One of the best aspects of the book is the amazing 3-D sculptured animals, but the book can be enjoyed in a number of ways. The rhymes can be read or sung and children can soon learn them or just look at the animals and talk about them and the tricks they get up to.
The animals come in two by two, three by three, four by four etc so it is easy to incorporate a little maths.
Another great book from Quentin Blake which will help children with their counting. The star of the book is a very fuddy duddy old chap called Professor Dupont. His day never changes; every morning washing, dressing, putting on his tie, going downstairs etc etc he sticks to the same routine which includes welcoming his ten cockatoos with exactly the same phrase every day,
“Good morning, my fine feathered friends!”
Now, the cockatoos are very, very bored with this routine and one day decide to play a trick on Professor Dupont. When he opens the conservatory doors to say good morning they have all gone!
The rest of the book is for the reader to find each of them, because the Prof just cannot find them.
Of course there is a happy ending. Some parents might themselves find this a little tedious but in my experience children (2 – 5) certainly don’t, so if you haven’t already, sit down and read it with them.
The Doorbell Rang by Pat Hutchins.
A great writer of children’s picture books, Pat Hutchins has created a wonderfully simple book which helps with the very earliest understanding of sharing. Mum has made 12 scrumptious cookies for her two children – obviously they are going to get lots each. They count them and find that they are going to get six each but then the doorbell rings and friends arrive to share the cookies. Each time the doorbell rings there is less for each child until they are down to only one each. Then the doorbell rings again!!
To celebrate World Book Day, a few words about one of my favourite books for young children to help them with their maths.

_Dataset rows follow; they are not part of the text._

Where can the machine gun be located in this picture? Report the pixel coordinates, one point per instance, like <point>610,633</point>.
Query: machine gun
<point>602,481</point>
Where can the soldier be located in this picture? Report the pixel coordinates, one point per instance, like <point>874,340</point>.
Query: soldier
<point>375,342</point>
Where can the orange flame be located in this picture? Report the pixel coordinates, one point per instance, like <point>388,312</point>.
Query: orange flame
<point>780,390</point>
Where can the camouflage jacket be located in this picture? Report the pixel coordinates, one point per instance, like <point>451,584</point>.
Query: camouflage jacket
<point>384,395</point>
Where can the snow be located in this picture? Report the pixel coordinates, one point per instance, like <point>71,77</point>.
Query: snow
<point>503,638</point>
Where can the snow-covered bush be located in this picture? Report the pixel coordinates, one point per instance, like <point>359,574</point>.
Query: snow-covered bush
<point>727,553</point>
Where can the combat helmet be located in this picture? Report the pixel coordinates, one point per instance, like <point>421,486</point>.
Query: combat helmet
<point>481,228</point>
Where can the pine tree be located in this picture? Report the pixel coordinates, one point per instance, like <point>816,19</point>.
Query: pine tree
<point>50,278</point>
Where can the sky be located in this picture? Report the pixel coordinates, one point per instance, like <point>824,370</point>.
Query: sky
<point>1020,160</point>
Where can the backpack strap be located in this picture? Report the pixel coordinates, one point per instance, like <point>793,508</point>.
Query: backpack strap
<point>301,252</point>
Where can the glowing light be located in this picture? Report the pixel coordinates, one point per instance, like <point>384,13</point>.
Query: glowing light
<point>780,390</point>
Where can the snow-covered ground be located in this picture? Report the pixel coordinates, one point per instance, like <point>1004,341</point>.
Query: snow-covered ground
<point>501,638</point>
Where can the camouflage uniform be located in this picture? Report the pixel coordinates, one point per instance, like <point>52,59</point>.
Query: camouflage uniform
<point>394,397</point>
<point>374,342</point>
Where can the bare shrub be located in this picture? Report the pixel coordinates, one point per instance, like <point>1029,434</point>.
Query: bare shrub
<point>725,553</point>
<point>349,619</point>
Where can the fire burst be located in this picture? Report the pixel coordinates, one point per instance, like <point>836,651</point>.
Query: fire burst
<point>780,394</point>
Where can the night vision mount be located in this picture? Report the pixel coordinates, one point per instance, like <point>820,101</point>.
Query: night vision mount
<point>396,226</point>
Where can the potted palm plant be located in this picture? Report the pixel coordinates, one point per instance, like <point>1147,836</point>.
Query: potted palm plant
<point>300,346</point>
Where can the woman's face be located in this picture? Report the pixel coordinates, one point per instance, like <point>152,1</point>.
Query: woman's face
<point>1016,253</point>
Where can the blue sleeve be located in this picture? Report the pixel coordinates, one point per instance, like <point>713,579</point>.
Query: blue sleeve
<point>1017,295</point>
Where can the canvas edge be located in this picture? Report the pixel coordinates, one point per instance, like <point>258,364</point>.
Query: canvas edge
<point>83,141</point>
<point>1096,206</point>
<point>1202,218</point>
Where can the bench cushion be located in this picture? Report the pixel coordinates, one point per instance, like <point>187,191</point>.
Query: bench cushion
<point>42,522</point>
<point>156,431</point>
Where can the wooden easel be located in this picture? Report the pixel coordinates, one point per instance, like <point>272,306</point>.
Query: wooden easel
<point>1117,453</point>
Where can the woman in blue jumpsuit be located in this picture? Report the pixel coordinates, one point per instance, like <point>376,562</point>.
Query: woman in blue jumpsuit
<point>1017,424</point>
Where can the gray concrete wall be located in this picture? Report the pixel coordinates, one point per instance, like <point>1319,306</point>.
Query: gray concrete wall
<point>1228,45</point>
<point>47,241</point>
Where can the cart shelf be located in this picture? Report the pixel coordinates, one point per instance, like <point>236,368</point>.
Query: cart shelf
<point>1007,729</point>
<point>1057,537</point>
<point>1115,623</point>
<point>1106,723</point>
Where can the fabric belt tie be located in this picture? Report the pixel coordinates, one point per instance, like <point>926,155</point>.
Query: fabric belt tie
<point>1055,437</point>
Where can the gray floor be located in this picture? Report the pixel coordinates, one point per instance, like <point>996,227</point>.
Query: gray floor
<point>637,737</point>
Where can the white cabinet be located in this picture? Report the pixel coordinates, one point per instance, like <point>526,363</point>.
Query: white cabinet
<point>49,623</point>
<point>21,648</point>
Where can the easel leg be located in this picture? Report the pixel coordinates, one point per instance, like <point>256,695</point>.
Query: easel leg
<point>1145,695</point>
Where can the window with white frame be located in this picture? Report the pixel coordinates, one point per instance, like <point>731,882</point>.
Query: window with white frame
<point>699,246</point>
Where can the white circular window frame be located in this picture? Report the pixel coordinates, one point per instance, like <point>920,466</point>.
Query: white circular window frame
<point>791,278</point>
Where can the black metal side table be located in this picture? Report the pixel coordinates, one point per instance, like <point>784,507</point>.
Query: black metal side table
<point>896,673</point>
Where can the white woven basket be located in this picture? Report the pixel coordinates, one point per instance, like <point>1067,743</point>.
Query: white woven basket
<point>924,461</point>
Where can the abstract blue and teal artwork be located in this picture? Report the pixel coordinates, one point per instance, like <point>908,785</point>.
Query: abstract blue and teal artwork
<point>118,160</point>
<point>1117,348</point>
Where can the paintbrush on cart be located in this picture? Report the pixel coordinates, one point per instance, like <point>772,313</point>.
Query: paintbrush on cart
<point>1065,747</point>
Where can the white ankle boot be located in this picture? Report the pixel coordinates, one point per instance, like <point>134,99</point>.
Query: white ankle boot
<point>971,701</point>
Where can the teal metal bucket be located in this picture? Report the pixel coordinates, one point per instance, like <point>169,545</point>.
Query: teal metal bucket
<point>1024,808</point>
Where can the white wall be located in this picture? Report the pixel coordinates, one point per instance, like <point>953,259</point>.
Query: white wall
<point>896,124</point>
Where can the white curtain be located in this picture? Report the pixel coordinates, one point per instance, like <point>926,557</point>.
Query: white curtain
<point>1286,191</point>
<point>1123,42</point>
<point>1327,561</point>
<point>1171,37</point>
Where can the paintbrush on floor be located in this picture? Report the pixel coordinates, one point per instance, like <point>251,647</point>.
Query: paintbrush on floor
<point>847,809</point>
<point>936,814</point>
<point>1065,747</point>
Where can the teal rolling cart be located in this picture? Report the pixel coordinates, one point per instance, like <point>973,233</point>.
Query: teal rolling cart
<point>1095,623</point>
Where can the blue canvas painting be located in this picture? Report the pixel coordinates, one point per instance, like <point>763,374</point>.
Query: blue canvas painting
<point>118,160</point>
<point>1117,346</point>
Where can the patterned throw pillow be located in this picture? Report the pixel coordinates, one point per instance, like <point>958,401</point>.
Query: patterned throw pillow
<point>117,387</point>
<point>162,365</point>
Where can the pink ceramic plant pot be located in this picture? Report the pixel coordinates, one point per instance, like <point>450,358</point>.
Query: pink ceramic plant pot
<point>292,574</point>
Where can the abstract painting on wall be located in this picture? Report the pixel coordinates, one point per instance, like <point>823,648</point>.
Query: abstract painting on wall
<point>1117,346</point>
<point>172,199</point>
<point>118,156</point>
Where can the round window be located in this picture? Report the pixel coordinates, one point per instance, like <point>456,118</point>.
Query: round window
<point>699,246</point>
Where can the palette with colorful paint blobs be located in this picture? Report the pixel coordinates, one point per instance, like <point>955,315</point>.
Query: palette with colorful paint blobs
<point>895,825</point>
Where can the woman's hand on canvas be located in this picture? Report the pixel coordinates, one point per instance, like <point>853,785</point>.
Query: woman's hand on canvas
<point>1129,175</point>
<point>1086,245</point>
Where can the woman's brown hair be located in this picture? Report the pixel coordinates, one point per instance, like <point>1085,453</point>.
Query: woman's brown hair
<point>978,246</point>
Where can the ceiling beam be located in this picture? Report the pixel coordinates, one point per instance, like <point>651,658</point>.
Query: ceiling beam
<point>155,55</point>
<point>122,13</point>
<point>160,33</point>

Whatever you do, don’t miss this book if you have young children about to enter school. A counting book, in this case counting down from ten toes, nine friends etc as a father and young daughter get ready for bed.
The characters are interesting, an African-American family, and the warm colours of the illustrations really are a delight. Each page has a warm, comforting glow, perfect for a bedtime story.
I know of several children who have memorised the whole book – always a good sign!
Written in the 1980s this is a great little story that is excellent for encouraging understanding of pairs and odd and even numbers. In this book Mr Magnolia leads a really happy life apart from one rather strange thing – he only has one boot. Written more or less as nonsense verse it appeals to children with imagination as he has a number of very strange possessions, including a frog, a toad and a newt, some exotic birds a big purple dinosaur who’s a magnificent brute.
Quentin Blake is, of course, one of our best known illustrators, having illustrated over 300 books, including many of Roald Dahl’s.